CTV News has obtained a copy of search warrant documents outlining what a peace officer discovered on a property belonging to Tyler ‘Ty’ Marshall, an animal breeder who had been charged under the Animal Protection Act before the charges were withdrawn earlier this month.

The peace officer’s 2017 visit to the rural property in Vulcan County, near the Village of Milo, resulted in the issuing of a search warrant and the seizure of 131 dogs, 62 rabbits, eight cats and three tortoises by the Alberta SPCA.

Marshall was charged with allowing animals to be in distress and failing to provide proper veterinary care under the provincial Animal Protection Act.  The charges were withdrawn and earlier this month the animal breeder made a plea deal and was fined $10,000 for not having the appropriate permits for having more than three adult dogs on his property.

In the search warrant documents, the peace officer stated that he had found dogs with rotting teeth and abscesses, dogs that were severely matted with feces and tangled hair, dogs with cuts and infections to their feet that were the result of cages with wire floors, and pens that were sufficient for up to four dogs but housed 10 small breed dogs.

The peace officer’s report said overcrowding, insufficient temperature, inadequate lighting, poor or no ventilation, and numerous untreated medical conditions are constantly putting these animals into distress.

The conditions the peace officer says he encountered during his visit and documented were not presented in court and the Crown and defence reached a deal to drop the Animal Protection Act charges.

Animal rights advocates are appalled that the allegations against Marshall were never tried in court.

“That fine is a joke,” said Sharon Dacen, an animal advocate who fostered two of the seized dogs. “You don’t make deal with animal abuse cases, you make a deal with a parking ticket. This is horrific.”

“I have fostered 107 dogs to date with various rescue agencies in the city and those two were the worst cases I’ve ever seen.”

Officials with the Alberta SPCA say they were pleased with the fine against Marshall but had hoped for a decision that would have included provisions to ensure animals are protected.

“We would have preferred to have some type of inspection rights on the property which didn’t come with the withdrawal of the animal protection charges,” said Ken Dean, Alberta SPCA’s director of animal protection services.

Marshall continues to operate his business and sell animals under the name ‘Ty’s Exotics’.  The animal breeder did not respond to CTV’s interview requests but his lawyer, Brendan M. Miller, issued the following statement:

All charges under the Animal Protection Act against Tyler Marshall have now been withdrawn. This is the case with the offence charged in Okotoks, Alberta and the offences charged in Vulcan, Alberta. With respect to the matter in Vulcan, Mr. Marshall acknowledged he did not have a permit to have more than 3 adult dogs on his property in violation of a local b...ylaw. He was unaware of that requirement, and accepts full responsibility for the omission in the form of a $10,000.00 fine, the funds of which will go to Vulcan County. Mr. Marshall is pleased that the funds are going to Vulcan County, a community he grew up in and loves. He thanks the community of Vulcan for their support through this stressful time.
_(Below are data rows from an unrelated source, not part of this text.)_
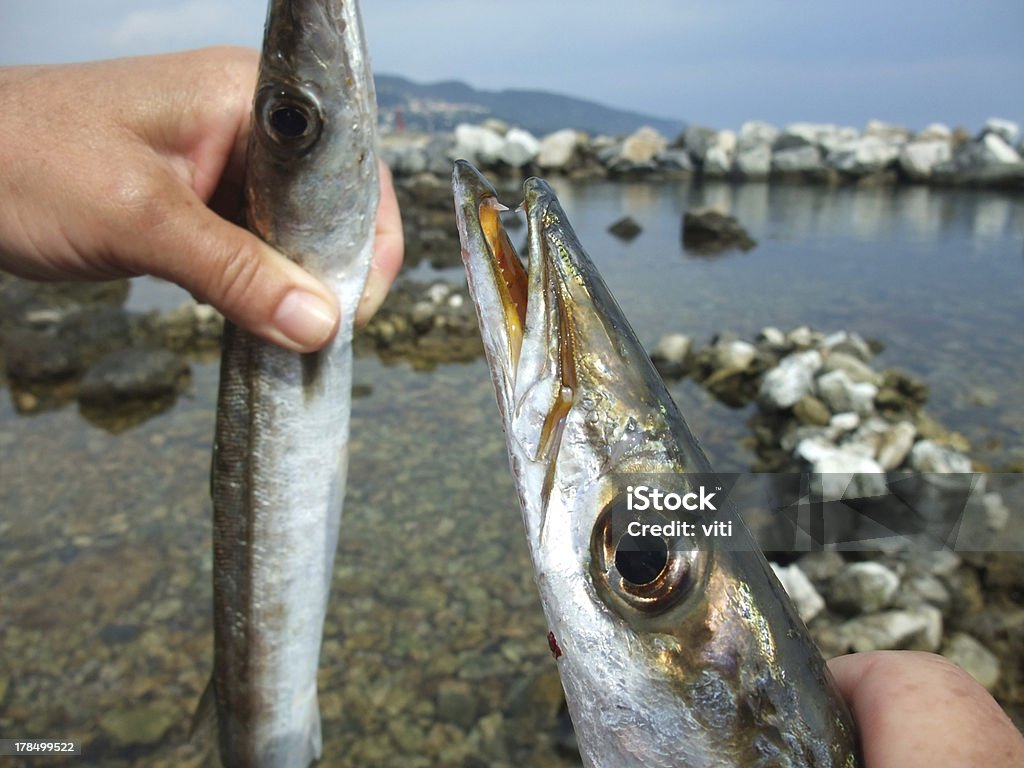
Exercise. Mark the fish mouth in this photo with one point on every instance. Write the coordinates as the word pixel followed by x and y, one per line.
pixel 524 312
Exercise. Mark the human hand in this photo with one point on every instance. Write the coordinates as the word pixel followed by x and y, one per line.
pixel 921 711
pixel 121 168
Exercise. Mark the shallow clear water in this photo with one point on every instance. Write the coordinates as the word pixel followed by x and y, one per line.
pixel 104 558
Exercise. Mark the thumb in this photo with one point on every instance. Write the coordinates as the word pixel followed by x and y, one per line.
pixel 254 286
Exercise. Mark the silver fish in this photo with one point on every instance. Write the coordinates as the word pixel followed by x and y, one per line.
pixel 681 652
pixel 280 452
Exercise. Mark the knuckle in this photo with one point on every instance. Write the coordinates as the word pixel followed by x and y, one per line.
pixel 236 273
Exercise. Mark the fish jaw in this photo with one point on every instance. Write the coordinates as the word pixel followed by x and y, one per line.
pixel 311 155
pixel 705 665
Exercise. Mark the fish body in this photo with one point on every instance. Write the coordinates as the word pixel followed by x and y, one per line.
pixel 674 650
pixel 280 450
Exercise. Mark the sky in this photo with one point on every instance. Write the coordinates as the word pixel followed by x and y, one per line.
pixel 717 62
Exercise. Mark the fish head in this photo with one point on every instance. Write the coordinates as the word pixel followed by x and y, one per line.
pixel 311 147
pixel 670 643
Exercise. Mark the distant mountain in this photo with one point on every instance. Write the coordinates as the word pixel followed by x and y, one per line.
pixel 440 107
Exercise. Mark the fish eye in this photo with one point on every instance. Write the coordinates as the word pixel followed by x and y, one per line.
pixel 289 119
pixel 634 566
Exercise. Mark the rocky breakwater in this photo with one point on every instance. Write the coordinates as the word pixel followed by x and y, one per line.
pixel 68 342
pixel 924 574
pixel 879 154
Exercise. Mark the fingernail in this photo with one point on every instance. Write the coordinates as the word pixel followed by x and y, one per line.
pixel 306 320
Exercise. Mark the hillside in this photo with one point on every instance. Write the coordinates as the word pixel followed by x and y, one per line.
pixel 439 107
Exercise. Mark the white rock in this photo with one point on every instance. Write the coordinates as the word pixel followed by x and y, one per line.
pixel 754 162
pixel 863 588
pixel 842 393
pixel 809 603
pixel 772 336
pixel 997 151
pixel 845 422
pixel 803 337
pixel 797 160
pixel 735 355
pixel 916 629
pixel 841 473
pixel 919 159
pixel 557 150
pixel 791 380
pixel 935 132
pixel 756 133
pixel 862 156
pixel 974 658
pixel 675 160
pixel 824 135
pixel 641 146
pixel 848 343
pixel 896 444
pixel 1008 130
pixel 519 147
pixel 672 348
pixel 996 512
pixel 927 456
pixel 856 369
pixel 476 143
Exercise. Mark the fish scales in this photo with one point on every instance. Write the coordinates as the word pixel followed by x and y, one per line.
pixel 675 653
pixel 280 450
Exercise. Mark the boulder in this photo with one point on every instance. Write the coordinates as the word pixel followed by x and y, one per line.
pixel 915 629
pixel 841 473
pixel 928 456
pixel 132 375
pixel 669 355
pixel 478 144
pixel 791 380
pixel 720 155
pixel 734 355
pixel 842 393
pixel 640 147
pixel 805 159
pixel 863 588
pixel 895 444
pixel 519 147
pixel 1008 130
pixel 973 657
pixel 754 163
pixel 809 603
pixel 864 156
pixel 920 158
pixel 626 228
pixel 708 232
pixel 696 139
pixel 674 161
pixel 756 133
pixel 556 151
pixel 857 370
pixel 888 132
pixel 935 132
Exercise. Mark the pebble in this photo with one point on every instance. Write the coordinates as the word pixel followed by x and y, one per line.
pixel 139 725
pixel 863 588
pixel 809 603
pixel 973 657
pixel 792 379
pixel 915 629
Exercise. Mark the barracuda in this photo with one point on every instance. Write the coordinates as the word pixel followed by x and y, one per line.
pixel 280 451
pixel 684 653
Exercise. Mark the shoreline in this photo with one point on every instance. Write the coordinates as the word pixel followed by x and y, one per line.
pixel 880 155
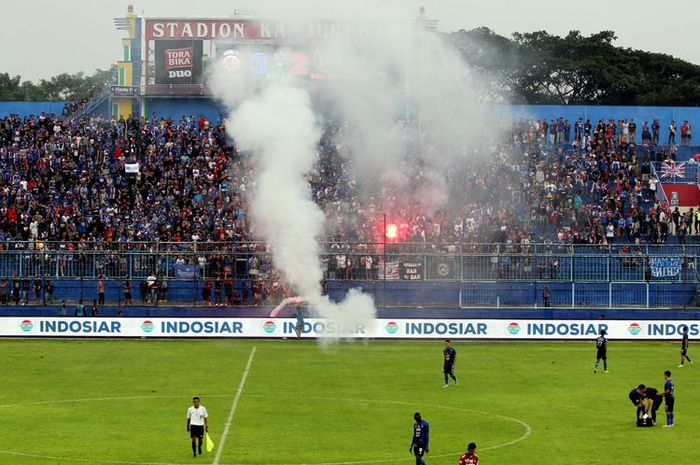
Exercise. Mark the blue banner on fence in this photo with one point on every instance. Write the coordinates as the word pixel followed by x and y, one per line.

Mr. Marshall has never been cruel to animals, caused them harm or distress. Mr. Marshall maintains that his rights were egregiously violated by the conduct of the Alberta Society for the Prevention of Cruelty to Animals (ASPCA) beginning in April of 2017.

Mr. Marshall has filed a civil suit against the ASPCA in the Court of Queen’s Bench due to their conduct against him. He looks forward to the matter proceeding so that he can show the public how humanely he treats animals, as well as expose the misconduct of the ASPCA in this case.

Following the withdrawal of the Animal Protection Act charges, Miller confirmed that a civil suit originally filed in 2017 will be revised and refiled against the Alberta SPCA regarding the ‘egregious violations of  Tyler Marshall’s rights’.  The suit claims the seizure of the animals was a breach of Marshall’s charter rights, the animals were worth approximately $200,000, and Marshall lost significant income as a result of the seizure.